Au Sénégal, le directeur de SOS médecin a récemment expliqué qu’il pourrait être question d’immunité collective. Est-ce possible d’après vous ?

Ce n’est pas prouvé mais l’hypothèse est intéressante. En réalité, il y a deux possibilités. La première, c’est celle d’une immunité collective dite “croisée”. La théorie repose sur le fait que la population en général aurait déjà croisé le chemin d’autres pathologies plus ou moins similaires. Il y aurait ainsi une sorte de mémoire génétique.

L’autre hypothèse, c’est que la population étant jeune, de nombreuses personnes auraient été asymptomatiques, et cela aurait créé une sorte d’immunité naturelle.

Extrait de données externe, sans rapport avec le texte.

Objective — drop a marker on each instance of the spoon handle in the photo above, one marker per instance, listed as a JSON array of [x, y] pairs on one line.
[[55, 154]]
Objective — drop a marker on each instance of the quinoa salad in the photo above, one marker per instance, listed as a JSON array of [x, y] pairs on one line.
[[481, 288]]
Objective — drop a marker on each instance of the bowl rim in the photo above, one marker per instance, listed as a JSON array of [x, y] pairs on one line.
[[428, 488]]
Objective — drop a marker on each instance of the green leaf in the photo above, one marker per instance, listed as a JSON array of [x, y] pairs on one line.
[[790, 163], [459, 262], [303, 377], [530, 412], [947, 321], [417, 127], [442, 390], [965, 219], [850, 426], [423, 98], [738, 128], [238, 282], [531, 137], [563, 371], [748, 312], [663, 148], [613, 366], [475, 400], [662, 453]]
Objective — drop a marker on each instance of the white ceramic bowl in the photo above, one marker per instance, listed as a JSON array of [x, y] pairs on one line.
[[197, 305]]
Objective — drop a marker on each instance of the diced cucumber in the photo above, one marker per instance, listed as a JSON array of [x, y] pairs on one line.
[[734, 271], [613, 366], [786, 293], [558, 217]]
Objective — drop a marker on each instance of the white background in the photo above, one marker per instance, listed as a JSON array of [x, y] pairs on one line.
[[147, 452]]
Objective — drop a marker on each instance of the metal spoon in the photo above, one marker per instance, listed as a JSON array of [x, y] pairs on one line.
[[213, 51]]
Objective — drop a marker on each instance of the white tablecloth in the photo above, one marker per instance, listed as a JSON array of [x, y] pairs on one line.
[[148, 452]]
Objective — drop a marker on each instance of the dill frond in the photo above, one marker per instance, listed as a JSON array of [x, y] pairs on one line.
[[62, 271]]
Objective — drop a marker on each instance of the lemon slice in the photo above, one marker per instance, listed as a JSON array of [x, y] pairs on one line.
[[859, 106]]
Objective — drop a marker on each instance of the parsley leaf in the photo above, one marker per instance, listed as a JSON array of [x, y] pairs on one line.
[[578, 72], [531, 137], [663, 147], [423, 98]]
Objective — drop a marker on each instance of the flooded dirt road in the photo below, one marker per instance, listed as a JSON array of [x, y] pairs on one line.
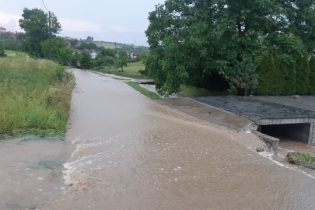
[[131, 153], [134, 154]]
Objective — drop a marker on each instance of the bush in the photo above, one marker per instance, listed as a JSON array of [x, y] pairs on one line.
[[2, 53], [35, 97]]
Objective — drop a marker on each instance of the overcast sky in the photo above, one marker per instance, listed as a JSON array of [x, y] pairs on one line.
[[109, 20]]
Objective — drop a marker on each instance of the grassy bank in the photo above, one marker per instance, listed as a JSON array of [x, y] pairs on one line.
[[16, 54], [143, 91], [132, 70], [35, 97]]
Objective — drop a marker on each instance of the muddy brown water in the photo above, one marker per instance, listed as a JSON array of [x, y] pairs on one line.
[[127, 152]]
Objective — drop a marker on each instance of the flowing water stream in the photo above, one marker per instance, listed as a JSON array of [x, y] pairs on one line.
[[123, 151]]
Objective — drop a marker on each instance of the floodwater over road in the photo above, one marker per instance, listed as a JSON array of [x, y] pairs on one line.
[[131, 153]]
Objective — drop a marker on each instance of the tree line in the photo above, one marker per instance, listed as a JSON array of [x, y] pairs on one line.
[[40, 40], [245, 47]]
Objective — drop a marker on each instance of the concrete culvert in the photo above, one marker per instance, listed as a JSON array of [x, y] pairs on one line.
[[293, 132]]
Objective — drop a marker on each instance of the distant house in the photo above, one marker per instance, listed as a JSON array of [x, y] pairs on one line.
[[3, 30], [133, 56], [93, 54]]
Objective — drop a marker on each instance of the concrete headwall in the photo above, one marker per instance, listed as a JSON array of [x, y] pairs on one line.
[[299, 129]]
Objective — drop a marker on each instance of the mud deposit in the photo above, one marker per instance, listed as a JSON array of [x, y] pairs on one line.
[[31, 171], [131, 153]]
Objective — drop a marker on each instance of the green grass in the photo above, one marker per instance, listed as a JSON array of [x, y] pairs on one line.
[[143, 91], [35, 97], [301, 159], [17, 54], [132, 70]]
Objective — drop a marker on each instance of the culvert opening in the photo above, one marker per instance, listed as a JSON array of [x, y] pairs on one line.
[[288, 132]]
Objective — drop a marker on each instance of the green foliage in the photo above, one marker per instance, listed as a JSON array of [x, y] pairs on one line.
[[277, 77], [312, 76], [269, 76], [190, 41], [57, 50], [2, 52], [75, 60], [85, 60], [122, 60], [105, 58], [143, 91], [38, 28], [33, 104], [88, 46]]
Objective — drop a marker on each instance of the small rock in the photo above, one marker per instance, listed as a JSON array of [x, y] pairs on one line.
[[260, 149]]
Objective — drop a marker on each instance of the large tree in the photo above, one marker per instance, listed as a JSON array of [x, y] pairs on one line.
[[38, 26], [193, 41]]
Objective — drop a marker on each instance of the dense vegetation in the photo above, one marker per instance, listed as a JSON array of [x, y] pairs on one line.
[[244, 46], [35, 96]]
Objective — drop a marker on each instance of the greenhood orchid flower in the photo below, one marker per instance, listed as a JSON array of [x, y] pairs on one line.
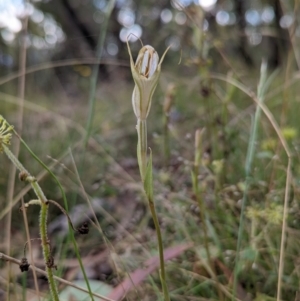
[[145, 72]]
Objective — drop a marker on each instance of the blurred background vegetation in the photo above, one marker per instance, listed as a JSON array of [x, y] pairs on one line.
[[214, 45]]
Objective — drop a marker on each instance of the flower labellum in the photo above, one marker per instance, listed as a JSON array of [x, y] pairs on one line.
[[145, 72]]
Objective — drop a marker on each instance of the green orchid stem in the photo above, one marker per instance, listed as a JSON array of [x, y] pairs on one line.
[[160, 248], [142, 147], [42, 222], [146, 176]]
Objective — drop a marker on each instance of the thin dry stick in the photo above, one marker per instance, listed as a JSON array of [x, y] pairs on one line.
[[19, 123], [30, 250], [71, 62], [32, 267]]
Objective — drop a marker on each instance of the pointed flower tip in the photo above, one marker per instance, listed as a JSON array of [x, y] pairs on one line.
[[145, 72], [5, 135]]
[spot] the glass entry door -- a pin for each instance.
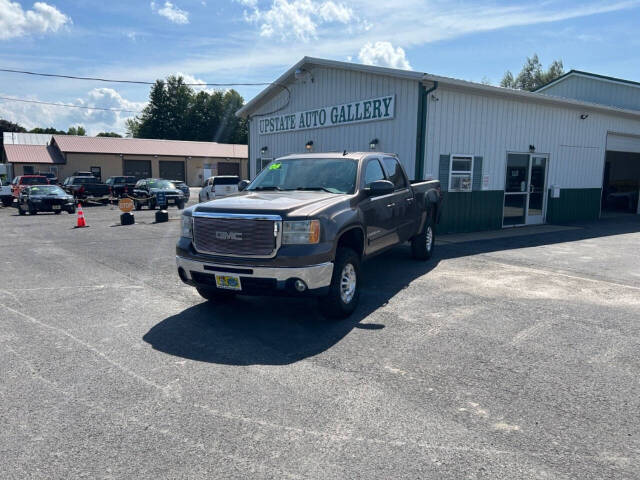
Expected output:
(525, 193)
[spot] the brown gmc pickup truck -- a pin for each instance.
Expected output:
(303, 227)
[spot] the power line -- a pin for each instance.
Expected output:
(135, 82)
(68, 106)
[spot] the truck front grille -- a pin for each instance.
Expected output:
(234, 236)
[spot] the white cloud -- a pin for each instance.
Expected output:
(32, 115)
(171, 12)
(43, 18)
(383, 54)
(296, 18)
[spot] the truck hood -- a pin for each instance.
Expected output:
(279, 203)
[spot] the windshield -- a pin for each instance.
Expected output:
(46, 190)
(161, 184)
(334, 175)
(34, 180)
(85, 180)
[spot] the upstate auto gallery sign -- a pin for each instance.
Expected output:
(382, 108)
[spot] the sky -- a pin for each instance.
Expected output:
(257, 40)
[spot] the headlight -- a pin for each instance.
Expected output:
(187, 226)
(301, 232)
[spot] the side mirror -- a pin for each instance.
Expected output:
(381, 187)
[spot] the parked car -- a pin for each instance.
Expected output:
(86, 188)
(23, 181)
(304, 226)
(220, 186)
(156, 192)
(183, 187)
(6, 197)
(45, 198)
(120, 186)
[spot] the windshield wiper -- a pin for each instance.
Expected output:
(267, 188)
(318, 189)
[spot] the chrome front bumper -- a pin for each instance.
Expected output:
(315, 276)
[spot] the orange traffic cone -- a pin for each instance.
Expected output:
(81, 221)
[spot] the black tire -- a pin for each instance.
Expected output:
(423, 244)
(215, 295)
(339, 303)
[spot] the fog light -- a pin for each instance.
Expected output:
(300, 285)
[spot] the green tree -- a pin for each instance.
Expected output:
(533, 75)
(109, 134)
(176, 112)
(79, 130)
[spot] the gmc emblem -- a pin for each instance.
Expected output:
(229, 235)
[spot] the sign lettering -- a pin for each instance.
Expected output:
(382, 108)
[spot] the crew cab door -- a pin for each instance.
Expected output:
(378, 218)
(402, 203)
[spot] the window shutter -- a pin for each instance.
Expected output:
(445, 161)
(477, 174)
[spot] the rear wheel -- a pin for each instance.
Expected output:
(215, 295)
(422, 244)
(344, 291)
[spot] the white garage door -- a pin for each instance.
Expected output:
(623, 143)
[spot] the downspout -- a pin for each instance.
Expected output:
(422, 129)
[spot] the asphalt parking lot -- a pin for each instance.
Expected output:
(503, 358)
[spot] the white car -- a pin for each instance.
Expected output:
(219, 186)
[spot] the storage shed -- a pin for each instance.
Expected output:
(504, 157)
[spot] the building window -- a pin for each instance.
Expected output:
(461, 173)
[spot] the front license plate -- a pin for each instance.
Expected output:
(228, 282)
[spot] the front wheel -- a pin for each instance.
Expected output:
(344, 291)
(215, 295)
(422, 244)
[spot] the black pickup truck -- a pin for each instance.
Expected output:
(86, 188)
(303, 227)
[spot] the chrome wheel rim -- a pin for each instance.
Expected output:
(348, 282)
(429, 236)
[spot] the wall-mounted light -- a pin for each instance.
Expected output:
(303, 75)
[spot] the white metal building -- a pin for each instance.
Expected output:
(504, 157)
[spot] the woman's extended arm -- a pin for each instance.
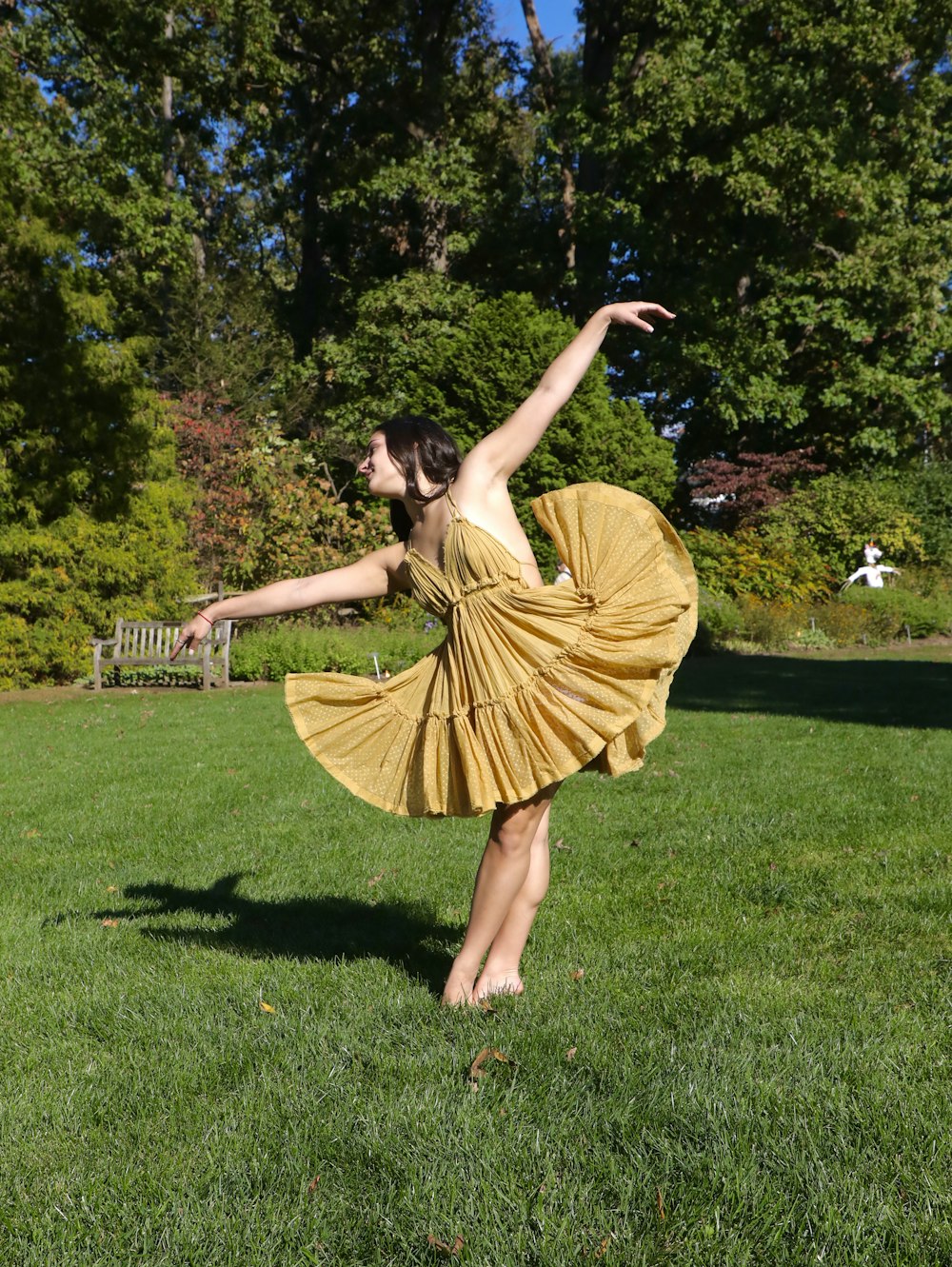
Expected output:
(371, 577)
(504, 450)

Celle dont voulaient se prémunir certains pays européens au début de la crise (Pays-Bas et Royaume Uni par exemple, N.D.L.R.) en laissant le virus se propager dans la population.

Le fait que les politiques et autorités sanitaires de différents pays africains travaillent constamment dans ce qu’ils appellent “l’hypothèse pessimiste”, peut-il avoir été favorable à la lutte contre l’épidémie ?

L’hypothèse pessimiste a été construite avant tout par un regard mondial porté sur le continent. Quand on parle du continent, certains qualificatifs apparaissent presque automatiquement dans les débats, comme celui de la pauvreté, et j’en passe. Dès le mois de mars, les ONG se sont inquiétées pour les pays africains, prédisant une catastrophe si le virus venait à s’y développer. Je crois que le fait de toujours avoir été dans cette posture pessimiste a peut-être contribué à épargner le continent. Pendant que nous, en Europe, on se disait qu’on avait un très bon système de santé…

J’ajouterais aussi que la gestion de l’épidémie a plutôt été transparente dans la plupart des pays. Certains ont nié l’épidémie, mais il s’agit d’une minorité. Prenez l’exemple des masques, les gouvernements n’en ont pas promis. Néanmoins ils n’ont pas dit non plus qu’ils étaient inutiles pour se protéger du virus. Ainsi, les populations n’ont pas forcément attendu de leurs dirigeants qu’ils leur en fournissent. Des mécanismes de solidarité pour fabriquer des masques, que l’on a vus en France aussi, sont apparus très vite. Encore une fois, je crois qu’il n’y a pas qu’une seule explication au fait que l’Afrique n’est pas été tant touchée. Cela dépend de plusieurs facteurs.